In terms of future of mobility – the scope of high-speed railway, metro railway, resource efficient public transportation, dedicated corridors etc. were analyzed threadbare. Apart from considerations like current needs versus future needs, technically such projects are subjected to analysis on parameters like energy consumption and emission. Usually, such assessments help in planning and adoption of new modes of transportation.
Technological Solutions, Digital Infrastructure, and Digital Economy – As already highlighted, these have enormous potential to address the above three concerns in terms of minimizing social costs and improving well being.
The ubiquitous presence of digital technologies have created massive opportunities in the digital space. This is also the best way to leverage the creativity and innovation of all citizens.
Devices and connectivity form the backbone of the future. Supply chains are getting transformed, inventory monitoring, assessment of depreciation and wear and tear can also be monitored in a precise way and customization is bringing more opportunities to the production of goods and services.
The fundamental issues around Industry 4.0 going ahead will be the capability to produce, ability to connect and capacity to use. Policy framework ignoring any one of this would result in sub-optimum and even adverse outcomes. In this framework, trade policy regime in the context of ITA has been elaborated that has created unequal gains across countries and led to the muted production of ICT goods in many countries including India. China has benefitted most among developing countries.
B. Issues of Financing
Beyond the existing PPP models in practice, experts suggested that the futuristic Infrastructure can be funded through land value capture – allowing land value to first increase then leveraging it for revenue apart from using pooled savings in the form of insurance and pension funds. Hence urban planning must precede transport planning. In order to make some of the future transportation projects viable, medium capacity transit systems have to be adopted more widely. This also has implications for electrification of public transportation beyond the current focus on private electric vehicles.

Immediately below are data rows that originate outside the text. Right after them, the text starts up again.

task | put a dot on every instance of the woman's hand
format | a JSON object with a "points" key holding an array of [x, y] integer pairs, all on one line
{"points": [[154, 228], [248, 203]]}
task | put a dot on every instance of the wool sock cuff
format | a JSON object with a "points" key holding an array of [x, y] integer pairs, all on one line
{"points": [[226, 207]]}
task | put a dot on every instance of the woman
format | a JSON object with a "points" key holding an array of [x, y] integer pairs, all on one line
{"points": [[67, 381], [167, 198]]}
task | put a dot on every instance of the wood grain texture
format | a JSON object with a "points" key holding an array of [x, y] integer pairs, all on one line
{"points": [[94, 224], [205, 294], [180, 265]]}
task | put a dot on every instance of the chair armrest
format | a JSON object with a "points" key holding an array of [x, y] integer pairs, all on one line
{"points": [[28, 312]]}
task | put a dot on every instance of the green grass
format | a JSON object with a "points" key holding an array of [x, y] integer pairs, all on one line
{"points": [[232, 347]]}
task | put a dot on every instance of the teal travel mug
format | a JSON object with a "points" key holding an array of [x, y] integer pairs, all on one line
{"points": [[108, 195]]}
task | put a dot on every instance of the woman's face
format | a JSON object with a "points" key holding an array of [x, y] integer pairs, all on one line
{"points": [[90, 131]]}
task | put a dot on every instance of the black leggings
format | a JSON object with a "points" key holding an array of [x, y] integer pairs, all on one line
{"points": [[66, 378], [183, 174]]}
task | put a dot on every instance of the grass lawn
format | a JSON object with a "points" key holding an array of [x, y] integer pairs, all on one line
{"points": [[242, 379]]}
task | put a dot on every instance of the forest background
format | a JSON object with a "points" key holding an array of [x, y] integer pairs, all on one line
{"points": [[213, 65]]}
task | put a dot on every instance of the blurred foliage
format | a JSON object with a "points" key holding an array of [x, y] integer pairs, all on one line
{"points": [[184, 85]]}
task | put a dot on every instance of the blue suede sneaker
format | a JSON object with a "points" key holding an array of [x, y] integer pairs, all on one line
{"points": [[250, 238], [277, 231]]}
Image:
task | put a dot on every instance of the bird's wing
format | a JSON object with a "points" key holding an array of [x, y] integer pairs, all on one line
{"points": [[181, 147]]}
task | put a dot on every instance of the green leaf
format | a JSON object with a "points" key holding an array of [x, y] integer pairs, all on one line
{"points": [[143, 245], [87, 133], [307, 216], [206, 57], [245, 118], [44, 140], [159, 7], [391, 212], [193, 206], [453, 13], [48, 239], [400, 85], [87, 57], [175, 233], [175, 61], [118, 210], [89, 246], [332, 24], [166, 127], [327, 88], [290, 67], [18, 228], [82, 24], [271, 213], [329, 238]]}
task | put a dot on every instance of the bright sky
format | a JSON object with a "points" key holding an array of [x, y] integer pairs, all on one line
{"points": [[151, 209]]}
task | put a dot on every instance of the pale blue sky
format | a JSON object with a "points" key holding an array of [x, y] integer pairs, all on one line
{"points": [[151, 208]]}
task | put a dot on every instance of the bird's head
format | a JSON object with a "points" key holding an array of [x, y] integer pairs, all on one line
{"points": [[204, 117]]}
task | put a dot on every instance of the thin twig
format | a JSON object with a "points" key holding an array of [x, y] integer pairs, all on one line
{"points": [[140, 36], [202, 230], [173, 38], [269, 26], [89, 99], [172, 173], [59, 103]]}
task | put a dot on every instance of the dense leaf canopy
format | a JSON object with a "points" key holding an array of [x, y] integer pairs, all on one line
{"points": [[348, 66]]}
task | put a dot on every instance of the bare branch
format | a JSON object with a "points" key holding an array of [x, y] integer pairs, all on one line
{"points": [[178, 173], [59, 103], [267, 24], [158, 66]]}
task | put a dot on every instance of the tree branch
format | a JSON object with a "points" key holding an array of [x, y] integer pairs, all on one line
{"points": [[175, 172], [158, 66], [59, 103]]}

Rapid technological change carries obsolescence risk where yesterday’s cutting-edge technology is tomorrow’s discard. This structural risk can slow down the adoption of socially beneficial technologies. Slow adoption can also be engineered by those who stand to lose their investments from new technologies. This may require public action in terms of financing models and regulatory oversight.
While commenting on the paradigm of infrastructure financing it was discussed, that the earlier focus on assessment of infrastructure gaps is fast shifting towards financing growth centers that promote agglomeration in the positive sense. Increasingly, infrastructure for competitiveness is being mainstreamed by multilateral banks like the ADB has adopted this model. VCIC and Eastern Corridor were presented as examples.